Namun, di lain waktu, mereka juga bisa terlibat dalam percakapan panjang yang melibatkan ribuan hal konyol dan terdengar nggak penting. Yicel sering kali menjadi penggerak utama dalam membicarakan segala hal—dari cerita-cerita lucu, kejadian aneh yang dialami, sampai obrolan ringan yang bisa berujung tawa tanpa henti.

Hal yang menguntungkan adalah, Bhumi selalu menyambut setiap percakapan tersebut dengan senang hati, meskipun terkadang topik yang dibicarakan mungkin terdengar konyol atau bahkan nggak berarti sama sekali. Dia sangat menghargai dan sangat menikmati setiap detik yang dihabiskan bersama Yicel. Seolah memang mereka menciptakan ruang yang aman untuk diri mereka sendiri, di mana mereka bisa menjadi siapa pun tanpa harus berpura-pura.

Semenjak Eyang pulih dan kembali ke rumah, Yicel jadi sering mampir ke rumah Eyang, bahkan di siang hari saat Bhumi sedang bekerja. Bagi Yicel, bertemu Eyang adalah kesempatan belajar banyak hal baru, sementara bertemu Bhumi hanyalah bonus. Rumah Eyang lolos menjadi tempat nyaman sewaktu suntuk dan merasa bosan jikalau hanya berdiam diri di indekosnya, dan berbincang dengan Eyang juga selalu meninggalkan kesan yang menyenangkan baginya.

Hari ini, setelah menyelesaikan kelasnya, Yicel kembali ke rumah Eyang untuk memenuhi janji belajar menjahit. Beberapa hari lalu, Eyang menanyakan soal robekan kecil di lengan bajunya.

"Ndang, ini bajumu sobek? Kok ndak dijahit?" tanya Eyang sambil menunjuk lengan baju Yicel.

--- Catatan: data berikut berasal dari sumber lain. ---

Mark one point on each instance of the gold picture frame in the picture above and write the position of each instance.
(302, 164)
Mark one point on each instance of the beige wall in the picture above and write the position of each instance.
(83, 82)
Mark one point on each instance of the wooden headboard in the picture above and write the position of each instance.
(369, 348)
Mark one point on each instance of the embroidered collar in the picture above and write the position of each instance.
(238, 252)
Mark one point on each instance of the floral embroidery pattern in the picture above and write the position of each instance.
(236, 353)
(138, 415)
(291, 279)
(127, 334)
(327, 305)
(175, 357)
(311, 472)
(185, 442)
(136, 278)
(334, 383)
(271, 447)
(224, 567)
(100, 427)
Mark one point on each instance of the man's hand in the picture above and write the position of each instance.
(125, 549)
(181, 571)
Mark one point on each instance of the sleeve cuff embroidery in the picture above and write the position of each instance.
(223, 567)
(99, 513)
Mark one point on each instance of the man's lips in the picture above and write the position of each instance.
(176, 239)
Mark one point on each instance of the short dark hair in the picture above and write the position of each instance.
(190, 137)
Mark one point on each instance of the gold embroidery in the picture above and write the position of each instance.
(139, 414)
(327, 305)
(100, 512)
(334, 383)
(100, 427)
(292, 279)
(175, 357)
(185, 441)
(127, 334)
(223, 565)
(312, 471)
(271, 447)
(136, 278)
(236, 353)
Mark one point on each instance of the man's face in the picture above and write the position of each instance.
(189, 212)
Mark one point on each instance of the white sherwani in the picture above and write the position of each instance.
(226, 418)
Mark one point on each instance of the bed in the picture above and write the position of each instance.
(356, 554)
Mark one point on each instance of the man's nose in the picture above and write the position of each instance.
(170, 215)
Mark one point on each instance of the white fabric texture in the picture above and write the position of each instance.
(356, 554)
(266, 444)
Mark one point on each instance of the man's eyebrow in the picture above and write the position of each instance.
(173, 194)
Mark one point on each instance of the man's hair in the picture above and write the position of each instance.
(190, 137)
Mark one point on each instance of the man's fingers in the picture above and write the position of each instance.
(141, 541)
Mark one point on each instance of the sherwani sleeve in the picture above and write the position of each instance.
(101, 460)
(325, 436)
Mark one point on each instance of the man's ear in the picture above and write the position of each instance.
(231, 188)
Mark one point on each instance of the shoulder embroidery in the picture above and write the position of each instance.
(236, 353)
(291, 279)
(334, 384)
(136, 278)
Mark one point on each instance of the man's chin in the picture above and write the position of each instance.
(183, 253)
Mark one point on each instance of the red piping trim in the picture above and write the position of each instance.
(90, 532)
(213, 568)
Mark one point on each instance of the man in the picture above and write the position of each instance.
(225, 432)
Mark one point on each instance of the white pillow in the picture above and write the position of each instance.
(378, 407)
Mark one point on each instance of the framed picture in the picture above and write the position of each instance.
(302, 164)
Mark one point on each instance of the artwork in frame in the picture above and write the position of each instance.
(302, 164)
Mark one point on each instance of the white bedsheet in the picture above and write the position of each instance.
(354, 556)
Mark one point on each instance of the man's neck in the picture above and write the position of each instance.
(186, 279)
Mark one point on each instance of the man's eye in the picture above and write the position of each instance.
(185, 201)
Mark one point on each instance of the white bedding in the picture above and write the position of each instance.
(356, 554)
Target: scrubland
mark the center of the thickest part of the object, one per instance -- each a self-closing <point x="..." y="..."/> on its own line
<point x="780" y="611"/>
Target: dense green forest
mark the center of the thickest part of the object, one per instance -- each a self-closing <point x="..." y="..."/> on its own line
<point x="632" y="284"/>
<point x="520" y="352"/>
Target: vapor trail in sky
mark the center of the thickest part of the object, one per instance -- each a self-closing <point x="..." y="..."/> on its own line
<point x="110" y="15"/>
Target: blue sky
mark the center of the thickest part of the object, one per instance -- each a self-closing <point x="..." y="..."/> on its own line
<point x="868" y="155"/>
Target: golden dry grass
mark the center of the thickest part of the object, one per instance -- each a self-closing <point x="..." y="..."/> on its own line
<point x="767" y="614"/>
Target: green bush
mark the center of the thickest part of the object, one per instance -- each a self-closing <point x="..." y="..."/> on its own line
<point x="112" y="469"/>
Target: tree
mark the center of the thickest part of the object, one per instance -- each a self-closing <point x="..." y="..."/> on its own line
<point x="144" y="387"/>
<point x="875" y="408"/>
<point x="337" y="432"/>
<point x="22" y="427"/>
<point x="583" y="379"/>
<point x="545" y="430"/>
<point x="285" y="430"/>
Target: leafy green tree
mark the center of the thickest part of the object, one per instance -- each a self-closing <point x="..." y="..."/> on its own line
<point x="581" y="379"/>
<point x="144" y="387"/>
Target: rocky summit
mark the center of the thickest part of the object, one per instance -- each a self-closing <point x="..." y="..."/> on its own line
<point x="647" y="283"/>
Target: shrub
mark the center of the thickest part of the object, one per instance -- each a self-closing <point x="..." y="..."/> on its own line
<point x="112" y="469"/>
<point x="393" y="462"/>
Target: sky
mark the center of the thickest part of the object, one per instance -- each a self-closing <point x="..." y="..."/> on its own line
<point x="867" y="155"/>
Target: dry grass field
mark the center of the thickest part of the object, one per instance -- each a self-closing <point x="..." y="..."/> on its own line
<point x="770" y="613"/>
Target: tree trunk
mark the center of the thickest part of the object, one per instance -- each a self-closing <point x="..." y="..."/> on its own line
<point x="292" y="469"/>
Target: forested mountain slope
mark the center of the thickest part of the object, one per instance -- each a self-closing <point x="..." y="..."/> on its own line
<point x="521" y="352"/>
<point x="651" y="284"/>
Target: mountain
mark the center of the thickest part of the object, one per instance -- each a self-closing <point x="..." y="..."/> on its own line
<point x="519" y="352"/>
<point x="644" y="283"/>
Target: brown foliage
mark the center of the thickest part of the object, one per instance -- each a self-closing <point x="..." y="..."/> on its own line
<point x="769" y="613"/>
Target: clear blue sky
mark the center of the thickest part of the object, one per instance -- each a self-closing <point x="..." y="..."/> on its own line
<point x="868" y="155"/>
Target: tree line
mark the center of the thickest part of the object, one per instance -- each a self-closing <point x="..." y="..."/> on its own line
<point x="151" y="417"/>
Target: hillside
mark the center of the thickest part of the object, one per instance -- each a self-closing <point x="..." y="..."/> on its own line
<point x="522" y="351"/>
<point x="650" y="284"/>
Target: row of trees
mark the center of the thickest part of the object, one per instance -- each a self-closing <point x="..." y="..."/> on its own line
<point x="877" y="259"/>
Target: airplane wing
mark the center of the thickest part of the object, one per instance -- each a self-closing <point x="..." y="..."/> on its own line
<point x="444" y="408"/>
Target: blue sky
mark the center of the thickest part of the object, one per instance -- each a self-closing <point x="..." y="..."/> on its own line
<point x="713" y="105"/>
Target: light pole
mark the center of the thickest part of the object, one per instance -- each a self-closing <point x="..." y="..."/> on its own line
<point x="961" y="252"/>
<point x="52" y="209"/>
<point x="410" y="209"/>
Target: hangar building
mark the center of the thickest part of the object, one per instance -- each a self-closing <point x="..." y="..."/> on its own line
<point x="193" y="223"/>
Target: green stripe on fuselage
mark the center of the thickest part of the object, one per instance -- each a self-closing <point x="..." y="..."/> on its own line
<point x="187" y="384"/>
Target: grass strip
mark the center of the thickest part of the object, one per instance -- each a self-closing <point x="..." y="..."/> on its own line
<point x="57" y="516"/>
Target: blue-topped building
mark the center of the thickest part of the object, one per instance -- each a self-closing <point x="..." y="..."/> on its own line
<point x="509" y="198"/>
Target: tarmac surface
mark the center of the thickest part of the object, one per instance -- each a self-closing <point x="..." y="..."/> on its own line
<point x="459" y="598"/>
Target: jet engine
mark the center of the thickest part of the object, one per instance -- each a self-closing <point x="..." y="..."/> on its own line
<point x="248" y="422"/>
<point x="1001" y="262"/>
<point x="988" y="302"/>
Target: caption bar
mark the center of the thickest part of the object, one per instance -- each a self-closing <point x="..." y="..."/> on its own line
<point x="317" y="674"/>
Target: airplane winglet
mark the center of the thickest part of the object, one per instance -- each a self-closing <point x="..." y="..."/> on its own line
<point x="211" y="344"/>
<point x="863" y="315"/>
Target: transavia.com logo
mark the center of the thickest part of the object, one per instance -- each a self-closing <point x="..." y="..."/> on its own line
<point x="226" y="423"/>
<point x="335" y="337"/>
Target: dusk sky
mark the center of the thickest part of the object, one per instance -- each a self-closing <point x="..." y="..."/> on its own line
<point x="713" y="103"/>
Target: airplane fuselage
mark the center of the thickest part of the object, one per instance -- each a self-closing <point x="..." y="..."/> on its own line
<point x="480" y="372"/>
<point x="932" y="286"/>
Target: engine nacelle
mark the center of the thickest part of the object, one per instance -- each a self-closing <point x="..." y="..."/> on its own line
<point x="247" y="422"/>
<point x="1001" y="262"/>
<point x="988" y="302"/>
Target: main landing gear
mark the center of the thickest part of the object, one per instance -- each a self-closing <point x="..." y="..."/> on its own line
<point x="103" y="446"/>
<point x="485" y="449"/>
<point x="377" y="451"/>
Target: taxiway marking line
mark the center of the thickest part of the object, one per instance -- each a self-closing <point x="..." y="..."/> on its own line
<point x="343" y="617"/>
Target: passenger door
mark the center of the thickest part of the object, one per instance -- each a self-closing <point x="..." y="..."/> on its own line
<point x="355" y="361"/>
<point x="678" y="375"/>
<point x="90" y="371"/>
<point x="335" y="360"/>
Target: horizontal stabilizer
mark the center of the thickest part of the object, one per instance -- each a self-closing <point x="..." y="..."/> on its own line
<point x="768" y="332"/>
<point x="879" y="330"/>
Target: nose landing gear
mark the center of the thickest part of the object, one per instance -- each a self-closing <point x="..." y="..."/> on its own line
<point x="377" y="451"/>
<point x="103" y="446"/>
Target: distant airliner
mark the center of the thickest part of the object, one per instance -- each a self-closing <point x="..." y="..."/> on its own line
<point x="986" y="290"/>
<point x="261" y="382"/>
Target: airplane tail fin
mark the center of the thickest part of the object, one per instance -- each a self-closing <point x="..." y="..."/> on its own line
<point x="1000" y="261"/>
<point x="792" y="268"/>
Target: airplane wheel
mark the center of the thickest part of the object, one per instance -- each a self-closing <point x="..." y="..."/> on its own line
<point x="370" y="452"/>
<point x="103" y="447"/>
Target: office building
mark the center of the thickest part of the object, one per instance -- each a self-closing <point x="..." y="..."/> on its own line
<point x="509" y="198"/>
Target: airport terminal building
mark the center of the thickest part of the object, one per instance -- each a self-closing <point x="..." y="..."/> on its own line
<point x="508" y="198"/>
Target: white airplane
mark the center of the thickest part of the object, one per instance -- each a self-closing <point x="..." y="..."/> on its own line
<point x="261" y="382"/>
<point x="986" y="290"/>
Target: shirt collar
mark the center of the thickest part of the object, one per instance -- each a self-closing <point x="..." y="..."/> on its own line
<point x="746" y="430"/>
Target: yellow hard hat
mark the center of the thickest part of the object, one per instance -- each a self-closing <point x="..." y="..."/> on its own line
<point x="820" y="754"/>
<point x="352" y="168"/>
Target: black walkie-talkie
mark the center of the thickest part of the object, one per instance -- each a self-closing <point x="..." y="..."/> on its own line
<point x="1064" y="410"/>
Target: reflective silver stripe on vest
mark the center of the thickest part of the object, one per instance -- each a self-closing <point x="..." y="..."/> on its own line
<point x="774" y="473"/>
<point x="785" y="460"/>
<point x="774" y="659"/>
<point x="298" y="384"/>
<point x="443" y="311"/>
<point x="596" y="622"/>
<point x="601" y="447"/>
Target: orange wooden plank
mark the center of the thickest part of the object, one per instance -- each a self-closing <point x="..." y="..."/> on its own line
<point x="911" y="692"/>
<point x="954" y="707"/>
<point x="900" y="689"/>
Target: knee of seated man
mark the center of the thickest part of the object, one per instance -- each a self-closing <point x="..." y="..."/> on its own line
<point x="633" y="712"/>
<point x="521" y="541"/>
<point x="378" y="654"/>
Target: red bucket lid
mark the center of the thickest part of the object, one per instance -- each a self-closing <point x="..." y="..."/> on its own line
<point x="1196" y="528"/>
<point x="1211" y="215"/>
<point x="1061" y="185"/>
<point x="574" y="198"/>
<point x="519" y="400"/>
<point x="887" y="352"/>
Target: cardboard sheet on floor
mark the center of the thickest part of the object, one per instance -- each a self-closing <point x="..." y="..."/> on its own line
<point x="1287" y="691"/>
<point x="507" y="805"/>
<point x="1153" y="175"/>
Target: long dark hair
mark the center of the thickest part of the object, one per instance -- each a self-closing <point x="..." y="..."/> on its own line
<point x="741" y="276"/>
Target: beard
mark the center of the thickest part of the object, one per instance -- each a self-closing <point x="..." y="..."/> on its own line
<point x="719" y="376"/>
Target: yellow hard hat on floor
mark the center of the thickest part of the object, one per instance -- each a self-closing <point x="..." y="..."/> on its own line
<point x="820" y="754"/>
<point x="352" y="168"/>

Yicel tertawa kecil sambil menyentuh robekan itu. “Belum bisa jahit, Eyangggg,” jawab Yicel sambil merengek manja. “Kapan-kapan ajarin aku jahit yaa.”

Eyang hanya mengangguk sambil tersenyum, dan hari ini janji itu ditepati. Kini ia duduk di ruang tengah dengan jarum dan benang di tangan, menyimak dengan serius instruksi Eyang tentang bagaimana cara menjahit pakaian yang benar. Tangannya mengikuti gerakan Eyang perlahan-lahan.

“Coba yang ini dulu, Mas Yicel. Masukkan benang ke jarum pelan-pelan, terus simpulkan di ujungnya kayak gini," Eyang tunjukkan hasil simpul benangnya ke Yicel. "Habis itu, ditarik pelan-pelan, supaya ndak kusut kayak mukanya Mas Bhumi waktu pulang kerja,” jelas Eyang diiringi sedikit guyon.

"Hahahaha," tawa Yicel hampir memenuhi seisi ruang tengah rumah Eyang. Yicel mengangguk, mengikuti arahan dengan penuh konsentrasi. Setelah beberapa kali mencoba, akhirnya ia berhasil menjahit garis lurus pertamanya. Ia mendongak, wajahnya penuh kepuasan. “Eyang, aku bisa!” serunya.

Eyang tersenyum kecil, matanya penuh kebanggaan. “Nah, kalo sering latihan, nanti makin apik hasil jahitannya.”

Waktu terasa berlalu begitu cepat. Langit di luar mulai menjingga, dan suara pintu depan terdengar terbuka. Bhumi baru pulang kerja, menenteng tasnya dengan langkah lelah namun rasa lelah itu hilang seketika waktu lihat Yicel di ruang tengah.

“Lagi apa?” tanyanya, sambil melepas tas dan mendekat.

“Lagi belajar jahit,” jawab Yicel tanpa menoleh, fokus pada tugasnya.

Bhumi tersenyum kecil. Lucu melihat wajah serius Yicel. "Tadi selesai kuliah langsung ke sini?"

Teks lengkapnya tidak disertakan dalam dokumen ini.